Борис Парамонов на радио "Свобода" 2012 (январь) - 2013 (май) | страница 14
Диктор: На сцене были ровные доски посередине, с боков стояли крашеные картины, изображавшие деревья, позади было протянуто полотно на досках. В середине сцены сидели девицы в красных корсажах и белых юбках. Одна, очень толстая, в шелковом белом платье, сидела особо, на низкой скамеечке, к которой был приклеен сзади зеленый картон. Все они пели что-то. Когда они кончили свою песню, девица в белом подошла к будочке суфлера, и к ней подошел мужчина в шелковых, в обтяжку, панталонах на толстых ногах, с пером и кинжалом, и стал петь и разводить руками.

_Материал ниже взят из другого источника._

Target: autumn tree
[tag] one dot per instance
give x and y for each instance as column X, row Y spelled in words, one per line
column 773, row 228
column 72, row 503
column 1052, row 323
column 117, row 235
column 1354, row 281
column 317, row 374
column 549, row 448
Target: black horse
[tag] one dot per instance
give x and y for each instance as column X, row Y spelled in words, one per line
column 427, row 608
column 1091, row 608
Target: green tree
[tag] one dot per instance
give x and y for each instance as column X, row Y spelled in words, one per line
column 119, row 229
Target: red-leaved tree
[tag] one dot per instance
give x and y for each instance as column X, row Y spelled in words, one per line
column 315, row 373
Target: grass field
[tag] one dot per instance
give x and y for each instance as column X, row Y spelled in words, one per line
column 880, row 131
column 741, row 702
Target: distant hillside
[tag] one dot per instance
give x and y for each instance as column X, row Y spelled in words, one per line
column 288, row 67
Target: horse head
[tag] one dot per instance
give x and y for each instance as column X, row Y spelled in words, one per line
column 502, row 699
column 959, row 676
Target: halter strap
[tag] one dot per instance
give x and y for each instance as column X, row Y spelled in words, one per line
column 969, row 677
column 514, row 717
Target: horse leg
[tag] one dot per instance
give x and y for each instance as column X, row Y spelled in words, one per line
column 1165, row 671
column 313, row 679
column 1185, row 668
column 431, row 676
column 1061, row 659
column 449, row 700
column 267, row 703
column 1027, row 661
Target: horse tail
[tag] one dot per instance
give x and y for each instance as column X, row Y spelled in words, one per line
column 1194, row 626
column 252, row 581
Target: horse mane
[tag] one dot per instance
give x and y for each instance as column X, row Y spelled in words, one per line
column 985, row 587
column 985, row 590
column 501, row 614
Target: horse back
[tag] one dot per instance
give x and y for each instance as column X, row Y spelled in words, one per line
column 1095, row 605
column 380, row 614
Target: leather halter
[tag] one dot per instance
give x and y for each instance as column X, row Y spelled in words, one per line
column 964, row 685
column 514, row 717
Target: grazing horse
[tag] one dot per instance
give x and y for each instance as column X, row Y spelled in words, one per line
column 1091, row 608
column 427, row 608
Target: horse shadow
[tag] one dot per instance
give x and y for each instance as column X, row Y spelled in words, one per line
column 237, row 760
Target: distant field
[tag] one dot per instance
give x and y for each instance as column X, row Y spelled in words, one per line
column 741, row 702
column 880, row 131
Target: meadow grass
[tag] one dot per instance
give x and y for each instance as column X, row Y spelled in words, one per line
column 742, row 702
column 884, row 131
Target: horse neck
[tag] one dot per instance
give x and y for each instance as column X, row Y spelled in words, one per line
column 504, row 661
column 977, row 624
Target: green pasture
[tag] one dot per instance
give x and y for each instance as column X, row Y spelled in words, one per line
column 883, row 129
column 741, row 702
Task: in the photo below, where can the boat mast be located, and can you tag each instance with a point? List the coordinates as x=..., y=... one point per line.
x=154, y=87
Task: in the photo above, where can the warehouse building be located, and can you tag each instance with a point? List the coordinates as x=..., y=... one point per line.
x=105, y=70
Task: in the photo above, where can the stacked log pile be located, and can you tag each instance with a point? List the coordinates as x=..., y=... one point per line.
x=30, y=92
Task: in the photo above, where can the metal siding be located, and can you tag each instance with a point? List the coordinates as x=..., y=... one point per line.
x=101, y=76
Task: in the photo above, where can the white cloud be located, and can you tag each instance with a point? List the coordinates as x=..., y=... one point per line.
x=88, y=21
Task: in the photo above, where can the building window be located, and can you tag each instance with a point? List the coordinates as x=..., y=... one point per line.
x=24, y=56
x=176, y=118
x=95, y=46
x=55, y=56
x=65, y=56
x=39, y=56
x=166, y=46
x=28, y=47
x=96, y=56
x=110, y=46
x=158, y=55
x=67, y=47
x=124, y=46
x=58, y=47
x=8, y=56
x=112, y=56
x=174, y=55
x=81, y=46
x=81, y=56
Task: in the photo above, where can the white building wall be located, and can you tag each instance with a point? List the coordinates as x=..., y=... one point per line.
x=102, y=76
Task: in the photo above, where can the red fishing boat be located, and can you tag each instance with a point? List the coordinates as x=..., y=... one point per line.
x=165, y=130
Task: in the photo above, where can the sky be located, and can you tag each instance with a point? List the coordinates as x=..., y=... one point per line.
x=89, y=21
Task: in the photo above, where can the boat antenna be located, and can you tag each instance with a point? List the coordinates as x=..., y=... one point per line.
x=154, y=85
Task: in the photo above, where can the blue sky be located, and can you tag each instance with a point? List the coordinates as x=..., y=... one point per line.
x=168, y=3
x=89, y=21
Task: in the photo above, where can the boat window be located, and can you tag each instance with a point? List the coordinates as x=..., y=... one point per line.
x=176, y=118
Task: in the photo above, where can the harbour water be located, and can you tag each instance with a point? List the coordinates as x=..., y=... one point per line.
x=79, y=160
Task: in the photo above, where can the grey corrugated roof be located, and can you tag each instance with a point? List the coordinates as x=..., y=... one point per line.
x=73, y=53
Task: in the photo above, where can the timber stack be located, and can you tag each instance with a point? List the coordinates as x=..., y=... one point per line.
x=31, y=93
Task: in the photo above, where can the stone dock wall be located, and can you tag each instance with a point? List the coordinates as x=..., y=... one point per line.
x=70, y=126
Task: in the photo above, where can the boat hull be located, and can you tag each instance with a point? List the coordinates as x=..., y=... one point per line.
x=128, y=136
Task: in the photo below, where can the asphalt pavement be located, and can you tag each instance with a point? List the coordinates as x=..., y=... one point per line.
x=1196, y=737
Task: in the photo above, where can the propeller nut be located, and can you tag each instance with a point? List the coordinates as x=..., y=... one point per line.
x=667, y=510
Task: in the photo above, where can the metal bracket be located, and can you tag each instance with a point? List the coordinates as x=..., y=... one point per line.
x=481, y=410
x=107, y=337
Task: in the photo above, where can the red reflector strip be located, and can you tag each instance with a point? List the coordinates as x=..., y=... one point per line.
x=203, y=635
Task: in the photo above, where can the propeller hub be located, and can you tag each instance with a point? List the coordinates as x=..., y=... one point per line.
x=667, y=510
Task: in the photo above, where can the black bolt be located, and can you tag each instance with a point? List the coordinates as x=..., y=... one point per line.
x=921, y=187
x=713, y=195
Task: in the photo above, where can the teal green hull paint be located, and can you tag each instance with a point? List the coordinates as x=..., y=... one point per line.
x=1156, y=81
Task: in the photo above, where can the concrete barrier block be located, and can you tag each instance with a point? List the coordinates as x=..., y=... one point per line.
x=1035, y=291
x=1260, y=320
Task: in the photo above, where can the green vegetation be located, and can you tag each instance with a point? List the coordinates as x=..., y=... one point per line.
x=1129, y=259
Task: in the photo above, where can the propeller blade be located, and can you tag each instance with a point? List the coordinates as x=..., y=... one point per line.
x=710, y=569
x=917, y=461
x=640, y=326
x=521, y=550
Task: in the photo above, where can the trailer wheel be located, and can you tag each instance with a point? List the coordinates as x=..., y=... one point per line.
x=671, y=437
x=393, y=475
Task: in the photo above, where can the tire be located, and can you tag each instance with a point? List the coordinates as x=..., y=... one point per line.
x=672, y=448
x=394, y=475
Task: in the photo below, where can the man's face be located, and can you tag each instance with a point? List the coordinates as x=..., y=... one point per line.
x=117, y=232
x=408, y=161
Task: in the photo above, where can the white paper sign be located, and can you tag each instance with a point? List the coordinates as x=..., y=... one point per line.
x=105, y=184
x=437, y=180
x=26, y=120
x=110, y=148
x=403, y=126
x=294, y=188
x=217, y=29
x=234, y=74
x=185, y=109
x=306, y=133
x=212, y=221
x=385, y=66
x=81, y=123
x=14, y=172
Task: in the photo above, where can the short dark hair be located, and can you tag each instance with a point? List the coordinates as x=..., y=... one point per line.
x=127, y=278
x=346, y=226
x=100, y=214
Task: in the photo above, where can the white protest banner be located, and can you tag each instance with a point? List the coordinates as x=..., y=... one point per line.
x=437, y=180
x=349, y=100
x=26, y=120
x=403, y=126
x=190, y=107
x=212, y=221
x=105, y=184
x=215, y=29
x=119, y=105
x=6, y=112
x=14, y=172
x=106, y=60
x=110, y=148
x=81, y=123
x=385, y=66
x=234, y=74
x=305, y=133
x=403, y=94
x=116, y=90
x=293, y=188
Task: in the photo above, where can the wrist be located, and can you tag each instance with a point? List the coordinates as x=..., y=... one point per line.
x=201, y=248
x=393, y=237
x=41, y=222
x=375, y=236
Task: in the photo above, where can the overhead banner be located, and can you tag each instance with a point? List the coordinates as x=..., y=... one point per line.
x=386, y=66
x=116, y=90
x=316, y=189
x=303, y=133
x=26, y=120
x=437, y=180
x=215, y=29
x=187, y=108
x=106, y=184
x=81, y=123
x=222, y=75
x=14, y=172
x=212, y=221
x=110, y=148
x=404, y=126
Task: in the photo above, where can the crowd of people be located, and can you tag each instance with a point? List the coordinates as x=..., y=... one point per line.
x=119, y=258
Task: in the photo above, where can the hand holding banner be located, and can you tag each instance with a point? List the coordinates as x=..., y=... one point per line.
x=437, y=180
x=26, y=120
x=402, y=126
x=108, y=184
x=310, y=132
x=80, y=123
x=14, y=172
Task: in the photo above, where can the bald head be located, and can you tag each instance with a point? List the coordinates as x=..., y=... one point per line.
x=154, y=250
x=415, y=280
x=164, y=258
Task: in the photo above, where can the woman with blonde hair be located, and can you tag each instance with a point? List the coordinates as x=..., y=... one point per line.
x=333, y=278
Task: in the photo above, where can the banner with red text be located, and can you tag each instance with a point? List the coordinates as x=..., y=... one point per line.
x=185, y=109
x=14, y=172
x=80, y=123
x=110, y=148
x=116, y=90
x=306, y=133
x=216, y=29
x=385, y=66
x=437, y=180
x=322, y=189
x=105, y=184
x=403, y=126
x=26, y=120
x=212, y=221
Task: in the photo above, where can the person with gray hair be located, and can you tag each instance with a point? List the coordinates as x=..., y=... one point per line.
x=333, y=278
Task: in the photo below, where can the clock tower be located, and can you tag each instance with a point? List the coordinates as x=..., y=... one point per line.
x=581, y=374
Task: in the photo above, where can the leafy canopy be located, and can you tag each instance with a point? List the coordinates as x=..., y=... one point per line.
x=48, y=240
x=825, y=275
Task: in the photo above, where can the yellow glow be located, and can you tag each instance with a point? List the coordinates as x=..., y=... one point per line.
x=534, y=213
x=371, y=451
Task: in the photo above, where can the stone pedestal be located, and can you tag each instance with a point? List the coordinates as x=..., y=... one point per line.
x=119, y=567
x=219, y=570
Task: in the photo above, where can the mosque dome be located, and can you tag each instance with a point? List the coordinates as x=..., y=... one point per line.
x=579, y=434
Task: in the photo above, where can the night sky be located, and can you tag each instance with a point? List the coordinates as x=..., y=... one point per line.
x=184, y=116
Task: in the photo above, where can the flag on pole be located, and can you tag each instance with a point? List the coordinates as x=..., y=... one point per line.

Мужчина в обтянутых панталонах пропел один, потом пропела она. Потом оба замолкли, заиграла музыка, и мужчина стал перебирать пальцами руку девицы в белом платье, очевидно ожидая опять такта, чтобы начать свою партию вместе с нею. Они пропели вдвоем, и все в театре стали хлопать и кричать, а мужчина и женщина на сцене, которые изображали влюбленных, стали, улыбаясь и разводя руками, кланяться. (…)
Во втором акте были картины, изображающие монументы, и была дыра в полотне, изображающая луну, и абажуры на рампе подняли, и стали играть в басу трубы и контрабасы, и справа и слева вышло много людей в черных мантиях. Люди стали махать руками, и в руках у них было что-то вроде кинжалов; потом прибежали еще какие-то люди и стали тащить прочь ту девицу, которая была прежде в белом, а теперь в голубом платье. Они не утащили ее сразу, а долго с ней пели, а потом уже ее утащили, и за кулисами ударили три раза во что-то металлическое, и все стали на колени и запели молитву. Несколько раз все эти действия прерывались восторженными криками зрителей.
Но вдруг сделалась буря, в оркестре послышались хроматические гаммы и аккорды уменьшенной септимы, и все побежали и потащили опять одного из присутствующих за кулисы, и занавесь опустилась».
Борис Парамонов: Как видим, вместо оперы в ее содержательном наполнении описывается механизм театрального представления. Происходит резкий семантический сдвиг, значимый план уходит на второе место, а на первое выдвигается вещная оболочка. Это мотивировано рассеянностью Наташи, невесты князя Андрея, за которой напористо ухаживает Анатоль. Опера десублимируется, из нее уходит культурный смысл и обнажается грубая изнанка сценической машинерии. Это производит впечатление сатиры. И действительно, игра с приемом остранения как раз у Толстого чаще всего служит сатирическим целям. Самым, так сказать, скандальным случаем стало описание богослужения в романе «Воскресение». Это тоже довольно пространное описание, но я вспомнил сходный случай у другого очень хорошего писателя Леонида Добычина, буквально одна фраза, «Из церкви вышел служка с медным чайником – пошел за кипяченой водой для причастия».